Siento curiosidad por saber cómo afectará esta crisis a la industria turística. Durante muchos años el turismo se vio como la panacea para países que querían desarrollarse deprisa. Era una fuente segura de divisas y generaba mucho empleo. Ha sido ya entrado en el siglo XXI cuando hemos empezado a ver la cara menos amable del turismo de masas: contaminación, gentrificación de los cascos históricos, pérdida de calidad de vida de los residentes en sitios turísticos, devastación medioambiental. Esta crisis ha paralizado el turismo de forma inaudita: países que cierran sus fronteras a los extranjeros, líneas aéreas que cancelan vuelos, hoteles que tienen que cerrar por falta de clientes… Cuando termine la crisis, ¿retomará el turismo internacional o se potenciará más bien el turismo local, que se verá como menos peligroso y más barato? ¿los países impondrán más cortapisas a los turistas (solicitud de seguros médicos con coberturas elevadas; obligación de declarar detalladamente destinos de viaje pasados; aceptación de algún grado de control por parte de las autoridades turísticas del país visitado en sus desplazamientos…), haciendo que el turismo internacional se vuelva menos asequible?

En lo social, entreveo algunos cambios. Igual que después del 11-S aceptamos sin rechistar algunos recortes a nuestras libertades y a nuestra intimidad, también ahora aceptaremos nuevos recortes. El filósofo coreano Byung-Chul Han publicó recientemente un artículo muy interesante, titulado “La emergencia viral y el mundo de mañana”. En él defendía que Asia ha afrontado la epidemia mucho mejor que Europa gracias a que ha recurrido a la vigilancia digital. Nuestra intimidad se había visto ya tan violada por facebook e instagram, que tampoco resultaría un gran esfuerzo aceptar que el Estado controlase nuestra ubicación las 24 horas del día y que vigilase con quiénes nos encontramos en nuestros recorridos diarios. En 2001, las intromisiones en nuestra vida y libertades se justificaron por la lucha contra el terrorismo; mañana se podrían justificar por razones de salud pública.

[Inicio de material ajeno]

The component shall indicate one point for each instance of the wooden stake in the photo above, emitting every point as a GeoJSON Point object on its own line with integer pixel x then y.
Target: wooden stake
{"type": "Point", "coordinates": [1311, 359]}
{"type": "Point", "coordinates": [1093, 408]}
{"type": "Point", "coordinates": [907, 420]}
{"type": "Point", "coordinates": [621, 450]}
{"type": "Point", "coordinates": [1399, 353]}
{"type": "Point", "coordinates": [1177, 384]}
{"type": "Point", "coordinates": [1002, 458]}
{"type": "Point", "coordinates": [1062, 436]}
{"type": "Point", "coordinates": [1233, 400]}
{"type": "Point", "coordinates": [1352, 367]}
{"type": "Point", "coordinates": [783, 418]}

Creo que el teletrabajo ha venido para quedarse. A los empresarios les conviene: menos gasto en electricidad y ahorro en alquiler de espacio de oficinas. A los trabajadores, también: ahorro de tiempo y dinero al no tener que desplazarse. Además, el teletrabajo reducirá las emisiones de gases contaminantes, al haber menos desplazamientos. El teletrabajo tiene sus desventajas: la coordinación del equipo resulta más difícil y la socialización para el teletrabajador se puede volver más pobre. Me imagino que encontraremos solución para esas desventajas. Por ejemplo, alternar tres días de teletrabajo con uno de trabajo presencial a efectos de mantener la cohesión del equipo. En cuanto a la socialización, siendo el hombre un animal social por naturaleza, estoy seguro de que aparecerán maneras nuevas de socializar entre los teletrabajadores.

Acaso cambie nuestra manera de ver la economía. Ha sido llamativo que en esta crisis, la prioridad ha estado en salvar vidas y evitar que el virus se propague. Sí, sabemos que el palo económico va a ser brutal y que la recesión que nos espera dejará pequeña la de 2008, pero eso no es lo que más preocupa ahora. Tal vez, estemos ante un cambio de paradigma. La constatación de que no es la sociedad la que tiene que vivir para la economía y ese ídolo que se llama PIB, sino que es la economía la que tiene que estar al servicio de la sociedad. Sólo con que empecemos a ver la economía con otros ojos y a primar otros valores más humanos, habremos sacado algo valioso de esta crisis.